Patient monitors are medical devices that track a patient's vital signs in order to identify respiratory or cardiac distress. In the United States, each hospital bed comes equipped with one. In developing countries, the devices are less accessible due to their high cost. Hospitals in low-income areas depend on donated patient monitors, which can be unreliable; in many developing areas, the machines break because they cannot withstand the inconsistent power conditions.

freepulse patient monitor

An early prototype of the FreePulse patient monitor. The device was designed using resources in the Cockrell School's Longhorn Maker Studio.

freepulse patient monitor team

The FreePulse leadership team, biomedical engineering students Reece Stevens, Courtney Koepke, Abhishek Pratapa, Akash Patel and Ajay Rastogi.

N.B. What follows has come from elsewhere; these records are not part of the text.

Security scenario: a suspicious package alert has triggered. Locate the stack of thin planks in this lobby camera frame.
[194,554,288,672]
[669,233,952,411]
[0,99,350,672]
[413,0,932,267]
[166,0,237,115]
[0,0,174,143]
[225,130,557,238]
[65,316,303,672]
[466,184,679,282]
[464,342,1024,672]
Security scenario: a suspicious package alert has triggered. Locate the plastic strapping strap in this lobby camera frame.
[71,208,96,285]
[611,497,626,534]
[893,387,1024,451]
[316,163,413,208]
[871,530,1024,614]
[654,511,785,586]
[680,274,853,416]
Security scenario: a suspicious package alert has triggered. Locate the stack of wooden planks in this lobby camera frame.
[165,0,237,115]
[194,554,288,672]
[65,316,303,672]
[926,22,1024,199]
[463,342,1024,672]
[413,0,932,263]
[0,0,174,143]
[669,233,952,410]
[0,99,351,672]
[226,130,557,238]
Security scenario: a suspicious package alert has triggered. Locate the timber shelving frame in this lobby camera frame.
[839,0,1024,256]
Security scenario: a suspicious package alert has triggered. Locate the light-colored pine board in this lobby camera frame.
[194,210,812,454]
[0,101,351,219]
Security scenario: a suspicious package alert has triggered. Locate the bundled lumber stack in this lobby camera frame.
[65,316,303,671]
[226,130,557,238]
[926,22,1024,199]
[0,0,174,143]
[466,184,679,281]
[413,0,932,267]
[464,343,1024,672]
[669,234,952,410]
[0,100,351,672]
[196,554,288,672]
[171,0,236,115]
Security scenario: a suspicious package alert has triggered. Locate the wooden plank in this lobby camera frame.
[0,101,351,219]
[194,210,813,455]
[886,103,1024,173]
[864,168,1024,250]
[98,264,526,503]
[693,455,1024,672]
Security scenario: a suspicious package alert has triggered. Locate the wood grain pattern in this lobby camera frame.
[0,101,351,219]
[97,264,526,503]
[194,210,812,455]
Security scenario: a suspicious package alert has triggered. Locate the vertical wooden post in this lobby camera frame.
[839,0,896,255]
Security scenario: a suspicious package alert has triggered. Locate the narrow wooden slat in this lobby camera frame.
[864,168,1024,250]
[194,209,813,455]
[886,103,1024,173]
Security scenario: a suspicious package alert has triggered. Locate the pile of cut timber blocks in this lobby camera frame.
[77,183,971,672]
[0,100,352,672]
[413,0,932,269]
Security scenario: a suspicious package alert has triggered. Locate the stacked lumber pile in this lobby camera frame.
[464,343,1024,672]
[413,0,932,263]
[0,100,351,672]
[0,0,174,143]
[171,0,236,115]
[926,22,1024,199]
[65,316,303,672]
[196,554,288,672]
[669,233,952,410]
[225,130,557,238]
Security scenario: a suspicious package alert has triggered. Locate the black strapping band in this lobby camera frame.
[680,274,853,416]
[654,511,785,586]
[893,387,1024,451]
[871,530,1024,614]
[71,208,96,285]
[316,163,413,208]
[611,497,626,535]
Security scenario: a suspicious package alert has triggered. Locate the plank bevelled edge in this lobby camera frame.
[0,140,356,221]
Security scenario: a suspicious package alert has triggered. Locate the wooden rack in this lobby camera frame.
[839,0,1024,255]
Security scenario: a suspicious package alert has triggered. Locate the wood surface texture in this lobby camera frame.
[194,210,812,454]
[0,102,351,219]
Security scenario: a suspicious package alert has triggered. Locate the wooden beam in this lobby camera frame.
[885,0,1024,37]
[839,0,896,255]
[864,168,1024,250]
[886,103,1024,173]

"A patient monitor is the Swiss army knife of health care," said Reece Stevens, biomedical engineering senior and president of Texas Engineering World Health, the student group that created the device. "It's needed for surgeries and any long-term care procedure, beyond a routine checkup."

Stevens was inspired to lead the effort in developing an accessible low-cost patient monitor after spending three months at an Engineering World Health Summer Institute in rural Rwanda, where he observed only five available patient monitors in a 400-bed hospital.

"In order to check a patient's vital signs, health care workers would hook up a monitor to one person, record vital signs, then cycle through and hook up the monitor to the next patient, creating delays in the treatment and procedures a patient may need to receive," Stevens said.

Stevens and the FreePulse team took into account the challenges he witnessed in Rwanda to build a solution that fits the needs of developing areas. Whereas equivalent types of patient monitors cost anywhere from $1,000 to $10,000, the FreePulse device can be made for under $200. It is a small handheld device, with a familiar user interface and a rechargeable battery.

The team will continue to improve the prototype and find ways to add functionality.

They will be recognized with awards from Engineering World Health and the NIH DEBUT Challenge at the 2015 Biomedical Engineering Society Meeting in Tampa, Florida, Oct. 7-10.